As you advertise your business you need to find a balance between Frequency (how often your ad is distributed) and Reach (the number of people in your audience). Taken together, these two factors go into the number of impressions your ad accumulates. You want your ad to be broadcast enough times for it to be memorable. If it does that, it is more likely to motivate them to take action.
Your goal is to get the biggest bang for your advertising buck. Because the price of each ad is determined by the number of people in your audience, your overall expense will be the cost for each time you publicize your message multiplied by the number of times the message goes out.
Frequency Vs. Reach
For example, assume Radio Station A has 10,000 listeners and commercials cost $100 each; Radio Station B has 2,500 listeners and commercials are only $25 each. If you only have $1,000 to spend for the month, which station is best?
Let’s say that both stations reach your best target market. In that case, Station B is, in my opinion, probably the better buy. The reason: You reach less people but you reach them more often.
Other media buyers would argue that you reach more people on station A and therefore have the potential to drive more traffic to your business.That’s probably true, but unless you have enough money to reach those people many times, your budget may be wasted.
In the case of radio, the more times people hear your commercial, the more likely they are to purchase your product. One or two commercials just won’t have the same impact as a lot of commercials. The reason—people don’t remember what they hear once much time has passed.
The same is generally true for print. One ad in every issue of a publication will generally pull more traffic over an extended period of time than one ad broadcast only one time.
There can be exceptions, of course. If you have a one or two-day sale and you load up all your commercials a few days before the sale, that might be a good idea.
I’ve heard lots of thoughts about how often people need to see or hear a commercial in order for it to make an impact. Many people throw around the number of seven – and some media experts would recommend more.
For best results, consistency over time is really the key. For instance, a car dealer in a suburb of Dallas purchased radio advertising on a popular regional radio station. Because his budget was tight and the commercials were expensive, he bought ads at the same time of day only two or three times a week. Over a period of six months people began to remember his message and, because he was consistent, it seemed like his commercials were running all the time. Since most people tend to listen to radio at the same time each day, it did increase his sales and pay for the advertising.

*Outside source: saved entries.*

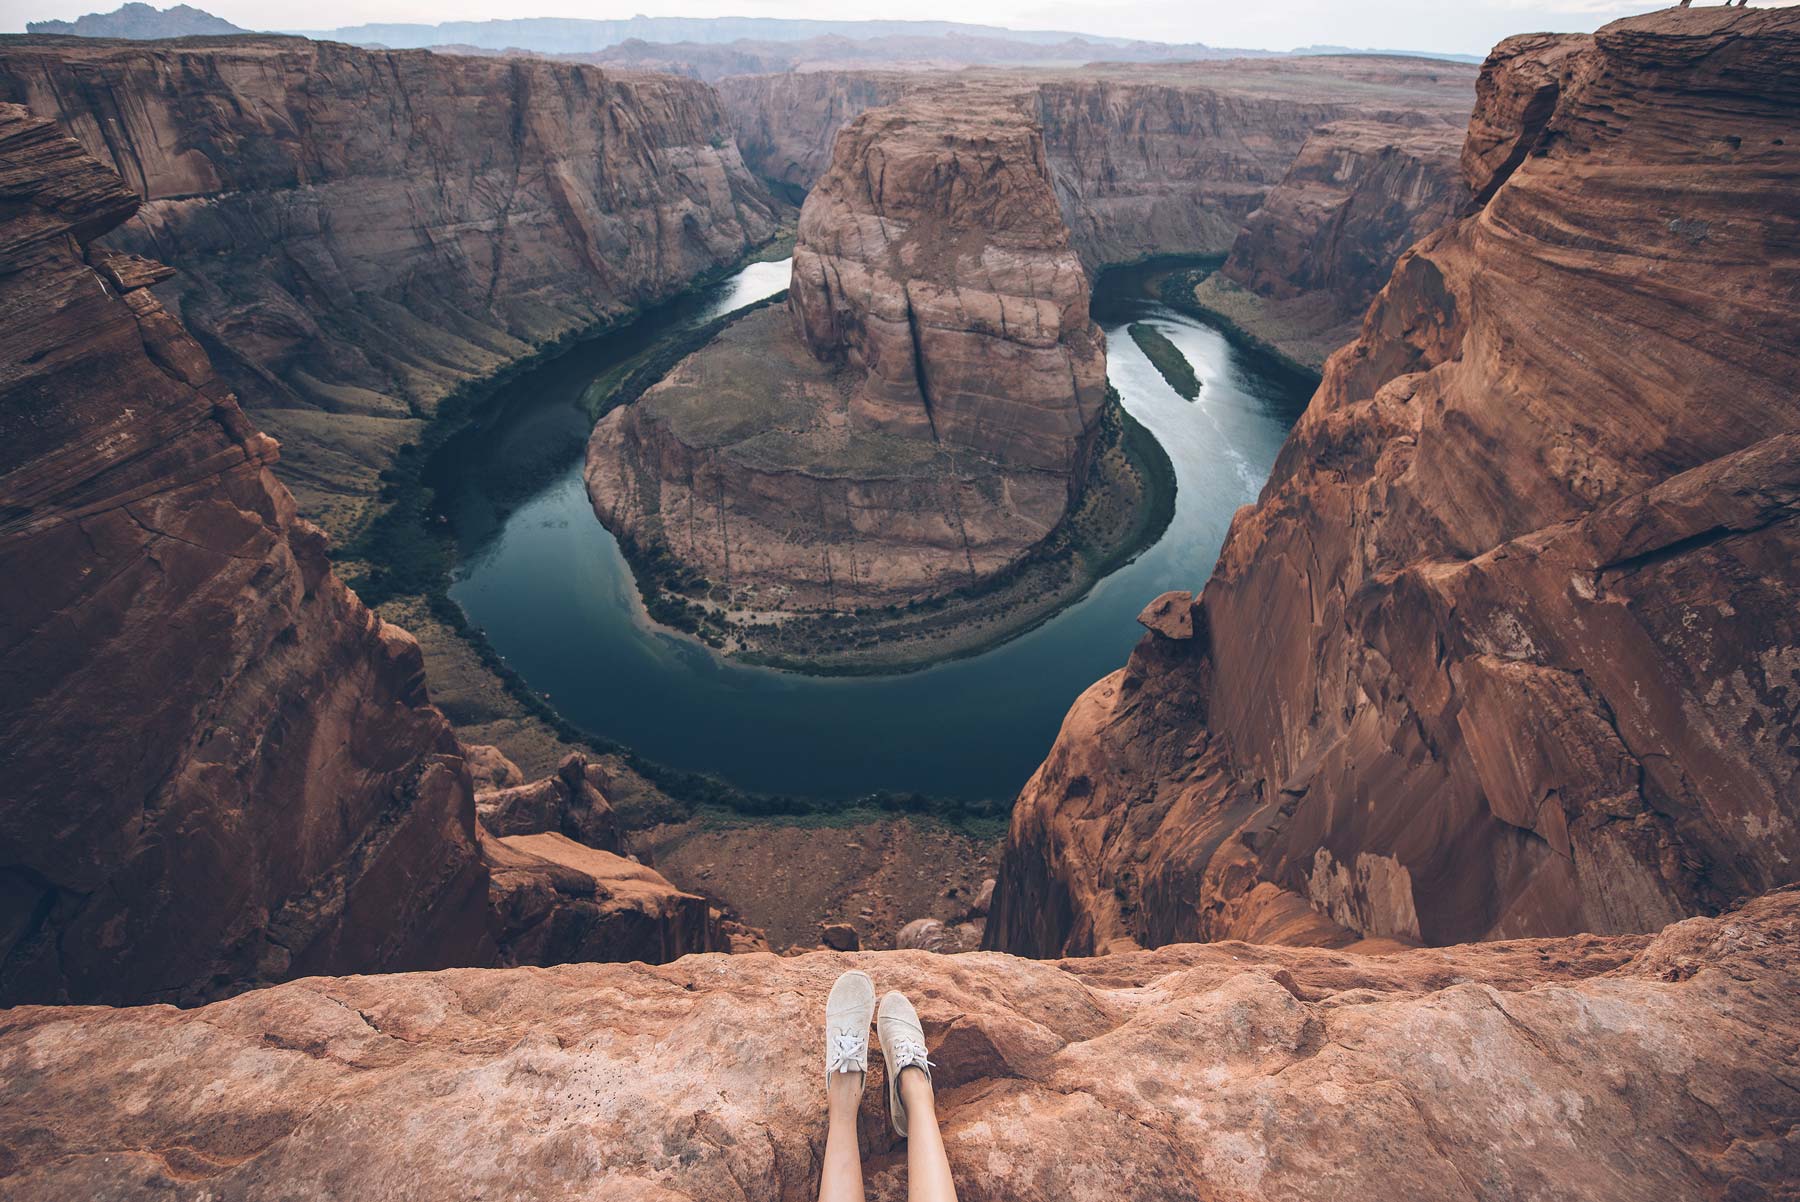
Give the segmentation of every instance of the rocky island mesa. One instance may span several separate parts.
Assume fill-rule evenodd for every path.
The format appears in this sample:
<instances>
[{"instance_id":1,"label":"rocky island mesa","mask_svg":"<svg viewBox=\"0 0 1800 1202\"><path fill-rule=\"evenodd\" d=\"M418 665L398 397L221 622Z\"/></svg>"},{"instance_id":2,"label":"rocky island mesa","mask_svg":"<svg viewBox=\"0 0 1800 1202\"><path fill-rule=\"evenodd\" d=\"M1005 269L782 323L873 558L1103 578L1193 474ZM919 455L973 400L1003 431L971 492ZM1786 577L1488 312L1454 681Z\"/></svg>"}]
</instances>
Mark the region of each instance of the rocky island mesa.
<instances>
[{"instance_id":1,"label":"rocky island mesa","mask_svg":"<svg viewBox=\"0 0 1800 1202\"><path fill-rule=\"evenodd\" d=\"M839 133L787 309L601 421L586 478L657 584L739 614L847 614L980 588L1092 502L1128 540L1149 490L1118 453L1127 420L1028 96L972 87ZM1066 597L1091 573L1061 578Z\"/></svg>"},{"instance_id":2,"label":"rocky island mesa","mask_svg":"<svg viewBox=\"0 0 1800 1202\"><path fill-rule=\"evenodd\" d=\"M1489 58L1198 597L1014 808L989 946L1654 929L1800 864L1800 11Z\"/></svg>"}]
</instances>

There may also be some times when you want to put all of your budget in one or two commercials.
Every year there are a handful of advertisers that spend millions of dollars for a Super Bowl commercial. The extra publicity surrounding the event gives extra value and some advertisers think that it is a good investment.
Overall (especially if you are a smaller business), I think you are better off with a consistent advertising approach. Establish a strategy that will reach the same people with a consistent message a number of times and you should see a return on your investment if they are the right people and are receptive to what you have to say.